I have asked many questions about "would" both in ELL and ELU. But I still have a question about the use of "would". I have recently asked a question which @Jay also answered. He used "wouldn't" in the following sentences: 1. Here, you wouldn't say, "May I ask you what is your name?" Though we break this rule for questions sometimes 2. Well, someone might say that in informal speech, but you wouldn't write it or use it in formal speech. 3. "May I ask you what's your name?" is awkward; a fluent speaker wouldn't say that.

I had asked Use and meaning of "wouldn't" in "you wouldn't" and "a speaker wouldn't" question in ELL and I have received answers for it. But there is one thing that I'm still confused about.

Do the meanings of the sentences above change if we use 'won't' instead of using 'wouldn't' ? can we use 'won't' in the place of 'wouldn't' without changing the meanings of the sentences above?

  • 3
    Possible duplicate of won't instead of using' wouldn't' is possible? Aug 21, 2016 at 18:55
  • The other question is already being closed as a duplicate of this one - so I'm going to vote to leave this open.
    – ColleenV
    Aug 21, 2016 at 19:35
  • @ColleenV I'm very confused now! Both have 4 close votes. Aug 21, 2016 at 20:30
  • 1
    @P.E.Dant I flagged it for a moderator to untangle. We wouldn't want to accidentally tear a hole in the SE continuum :)
    – ColleenV
    Aug 21, 2016 at 20:31
  • @P.E Dent,could you please tell me why you have used 'wouldn't' here in your comment instead of don't?
    – yubraj
    Sep 22, 2016 at 6:22

1 Answer 1


Wouldn't and won't are not interchangeable in your three sentences. The meanings of the sentences are different depending upon which form of the verb is used.

If wouldn't is replaced by won't in the first sentence, we have:

  1. Here, you won't say, "May I ask you what is your name?"

Won't (a contraction of will not, the present tense of the verb will with the negative adverb) describes the future from the viewpoint of that future; it describes the future as "its own present." Wouldn't (a contraction of would not, the past tense of the verb will with the negative adverb) describes the future as if viewed from a time further ahead of the present than that future; it describes the future as "its own past."

It is always important to remember that even when the verb will is used as a modal or auxiliary verb, it is not merely a neutral word which places the action in the future. Every use of the verb will also partakes of its original meaning of wish for or want. Thus, wouldn't in your first sentence gives it the meaning:

Looking back at your words as if you had already spoken them, you wish you had not said "May I ask you what is your name?"

This expresses a strong preference for not using those words.

Replacing wouldn't with won't gives the sentence this meaning:

Looking at your words as if you are in the future and speaking them, you do not say "May I ask you what is your name?"

This merely states that, in the future, you do not use those words, with no sense of preference.

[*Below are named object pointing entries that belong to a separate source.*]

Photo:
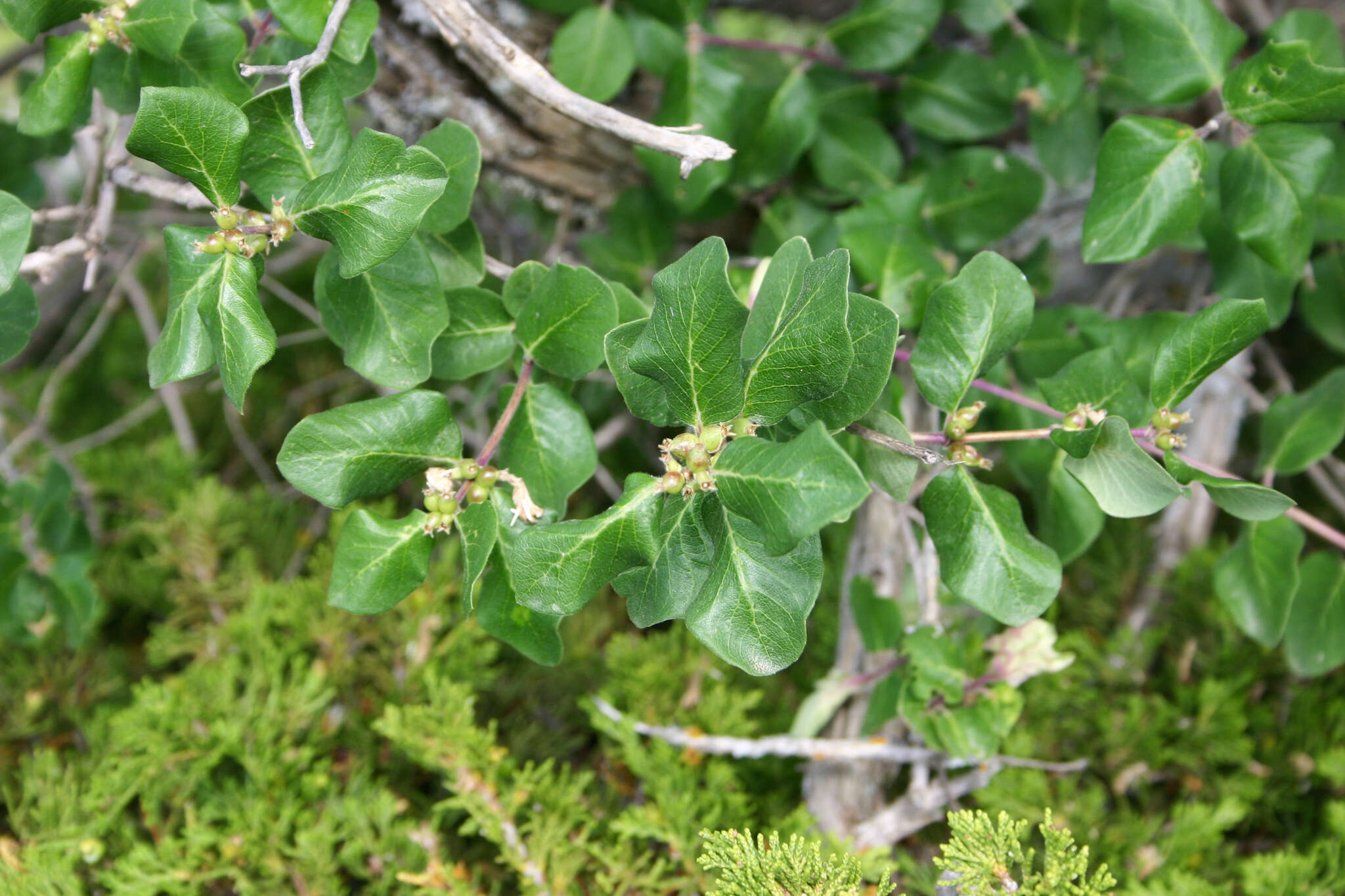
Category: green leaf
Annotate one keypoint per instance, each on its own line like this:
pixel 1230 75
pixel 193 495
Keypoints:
pixel 558 567
pixel 1301 429
pixel 192 133
pixel 682 555
pixel 1121 476
pixel 378 562
pixel 1283 82
pixel 30 18
pixel 305 19
pixel 883 34
pixel 753 608
pixel 51 101
pixel 459 255
pixel 1256 580
pixel 240 332
pixel 873 339
pixel 594 53
pixel 971 323
pixel 15 233
pixel 1149 188
pixel 1314 639
pixel 159 26
pixel 790 489
pixel 985 15
pixel 276 163
pixel 369 448
pixel 478 524
pixel 183 349
pixel 1245 500
pixel 1174 50
pixel 1097 378
pixel 807 354
pixel 479 335
pixel 385 319
pixel 373 202
pixel 986 555
pixel 891 471
pixel 531 633
pixel 455 144
pixel 979 195
pixel 778 127
pixel 854 156
pixel 951 97
pixel 1268 186
pixel 564 320
pixel 690 344
pixel 1201 344
pixel 1320 300
pixel 549 444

The meaning of will as to desire, wish is strong when the past tense would is used, and especially when in the negative as in your sentences. The construction You wouldn't +[bare infinitive] or You wouldn't want +[infinitive] is often used in English to suggest, emphatically, a negative desire or preference:

You wouldn't eat dirt!
You wouldn't want to get a speeding ticket!
‘But you wouldn’t want to read a whole book of text speak,’ I said. (Source)

  • +1! Good stuff! Hope this help OP with his or her problems on modality once and for all. :)
    – Kinzle B
    Aug 22, 2016 at 7:45
  • @PE Dent,what do you think of the answer given by SLC in ell.stackexchange.com/questions/101025/… ?
    – yubraj
    Aug 22, 2016 at 14:37
  • @yubrajsharma I don't think it's completely accurate. His analysis does not explain why we use the past tense of will in this way. He doesn't address the difference in time perspective at all. He focusses on the second person plural pronoun (which he calls "the general you" for some reason) and to be frank, his reasoning is wrong. In the sentence You wouldn't say "May I ask you what is your name", the speaker is not addressing "general" anything. He addresses a specific subject: you! In sum, without casting aspersions on SLC, I don't think it's a useful answer. Aug 22, 2016 at 19:47
  • @yubrajsharma For some reason, will/would is particularly puzzling to some speakers of S. Asian languages and Arabic, just as the perfect is. This may have something to do with the fact that English is only weakly inflected and makes use of modal verbs (can, could, may, might, must, shall, should, will and would) to add inflection. The will-would tag at ELU might provide you with some insights. Click here. Aug 22, 2016 at 19:57
  • @P.E Dent, is the last part of your answer is related to hypothetical or conditional usage of would? or just a way of expressing negative desire about something just like:I don't want/like/go etc?